I hated that word and she knew it. “Why do you have to be such an addict?”
“I’m not an addict.”
“You’re acting like one.”
She rolled her eyes and stomped down the hall.
“My day was great, anyway, thanks for asking.” I took another sip of beer.
“That makes one of us.” She appeared again and proceeded to rack up a line on the counter.
“I don’t want that shit in my house.”
“Well I don’t want SportsCenter on my TV all the time, but I put up with that.”
“It’s not your TV.” I looked away when she bent down to do the line.
“Don’t be like that,” she said, righting herself and flicking her nose. “It’s no big deal.”
“It is a big deal, and I don’t want you doing that around the house. And by yourself, for Christ’s sake. It’s fucked up.”
She walked up to me and trailed a finger up my shirt. “I’m sorry, honey.”
“I want to break up.”
Her face twisted. “Don’t be so dramatic. I get it, okay? No more coke in the house. Whatever.”
My eyes dropped to her ass as she walked away—or at
least, what was left of it. Her curves seemed to be shrinking in direct correlation to her expanding coke habit, a habit I had no idea was so severe when we first got together. Sure, it was the party drug of choice in the circles we traveled in, but I didn’t think she was a fiend for the stuff.

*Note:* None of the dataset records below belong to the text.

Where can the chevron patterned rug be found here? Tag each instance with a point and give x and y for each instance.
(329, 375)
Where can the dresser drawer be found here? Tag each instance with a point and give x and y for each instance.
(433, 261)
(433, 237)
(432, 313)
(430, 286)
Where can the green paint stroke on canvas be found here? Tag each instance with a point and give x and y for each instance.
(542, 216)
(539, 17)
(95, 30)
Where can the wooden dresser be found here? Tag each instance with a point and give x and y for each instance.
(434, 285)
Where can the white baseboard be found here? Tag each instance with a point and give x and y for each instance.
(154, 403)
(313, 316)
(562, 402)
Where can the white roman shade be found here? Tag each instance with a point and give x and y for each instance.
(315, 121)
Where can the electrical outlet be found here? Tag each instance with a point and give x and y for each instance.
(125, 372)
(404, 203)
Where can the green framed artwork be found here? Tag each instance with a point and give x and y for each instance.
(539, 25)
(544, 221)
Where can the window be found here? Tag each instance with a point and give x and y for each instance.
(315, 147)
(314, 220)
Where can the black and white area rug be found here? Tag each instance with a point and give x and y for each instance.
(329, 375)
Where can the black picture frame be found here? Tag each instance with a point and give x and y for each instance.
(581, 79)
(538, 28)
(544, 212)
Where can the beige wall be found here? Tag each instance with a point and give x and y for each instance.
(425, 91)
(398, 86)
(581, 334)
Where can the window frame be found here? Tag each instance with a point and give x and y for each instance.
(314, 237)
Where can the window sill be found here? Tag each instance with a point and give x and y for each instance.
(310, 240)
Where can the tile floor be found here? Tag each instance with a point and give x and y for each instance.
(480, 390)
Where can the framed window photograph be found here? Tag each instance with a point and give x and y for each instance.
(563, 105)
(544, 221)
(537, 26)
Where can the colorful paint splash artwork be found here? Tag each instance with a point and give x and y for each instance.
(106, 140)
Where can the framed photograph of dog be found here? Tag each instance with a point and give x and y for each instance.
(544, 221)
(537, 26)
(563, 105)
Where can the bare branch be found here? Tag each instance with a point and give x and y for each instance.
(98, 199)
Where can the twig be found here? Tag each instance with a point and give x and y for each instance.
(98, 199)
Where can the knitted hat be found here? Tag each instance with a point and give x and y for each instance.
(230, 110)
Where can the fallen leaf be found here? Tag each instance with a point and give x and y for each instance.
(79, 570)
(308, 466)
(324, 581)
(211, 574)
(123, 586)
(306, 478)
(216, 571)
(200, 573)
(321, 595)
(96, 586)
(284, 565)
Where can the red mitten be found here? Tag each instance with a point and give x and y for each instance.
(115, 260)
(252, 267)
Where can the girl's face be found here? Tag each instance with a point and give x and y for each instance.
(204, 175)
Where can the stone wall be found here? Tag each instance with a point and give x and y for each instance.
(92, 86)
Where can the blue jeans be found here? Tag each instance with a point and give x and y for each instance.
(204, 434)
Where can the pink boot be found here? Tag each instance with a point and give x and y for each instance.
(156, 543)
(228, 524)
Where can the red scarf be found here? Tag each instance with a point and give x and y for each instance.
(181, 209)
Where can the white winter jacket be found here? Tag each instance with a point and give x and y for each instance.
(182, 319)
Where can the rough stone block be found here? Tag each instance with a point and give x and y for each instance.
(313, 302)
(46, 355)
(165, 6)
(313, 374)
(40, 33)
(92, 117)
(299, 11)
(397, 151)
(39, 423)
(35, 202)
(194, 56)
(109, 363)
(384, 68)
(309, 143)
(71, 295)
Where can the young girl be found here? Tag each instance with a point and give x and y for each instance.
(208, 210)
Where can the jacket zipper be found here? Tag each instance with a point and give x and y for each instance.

And I did want to break up. Not just because of the coke, but because her new pastime of dropping hints about marriage was sucking a lot of the fun out of our casual relationship.
I leaned in the bedroom door and eyed the pile of dresses on the edge of the bed.
“Do you want to come out for a bit?” she asked, pulling another from the closet.
“Who are you going out with?”
“Tracey and some of the other girls from this week’s shoot.”
Most of the guys I knew would jump at the chance to drink Dom with a bunch of models, but I hated the way Tiffany acted around them. Like she was dumber than she was. “No, thanks.”
She wiggled into a body-hugging purple dress that barely reached two inches below her ass. “Zip me up?” she asked, making big eyes at me before turning around.
I set my beer on the dresser and slid her zipper up after she pulled her hair out of the way.
She spun around and made a kissing noise without pressing her lips to mine. God forbid she smeared her lipstick.
I drank silently as she crammed shit in the world’s smallest purse while making no move to do anything about the heaping pile on the end of the bed.
Unfortunately, as much as I wanted to be done, it didn’t seem right to mention breaking up again. Not then. Not when she was on drugs and hoping to have a fun night.
“You’re sure you don’t want to come out?” she asked, cocking her head.
“I’m sure.”
“Call me if you change your mind.”
I nodded.
“And I’m sorry about earlier,” she said, batting her false lashes. “I’ll make it up to you if you wait up.”
“Oh yeah? How do you plan on doing that?”
She rose up on her toes so I could feel her warm breath on my ear. “By sucking your dick until you pass out.”
I put my hands on her shoulders and leaned back to look at her. “Tiff.”
“What?” she asked, searching my eyes.
“Make it up to me by getting home safe.”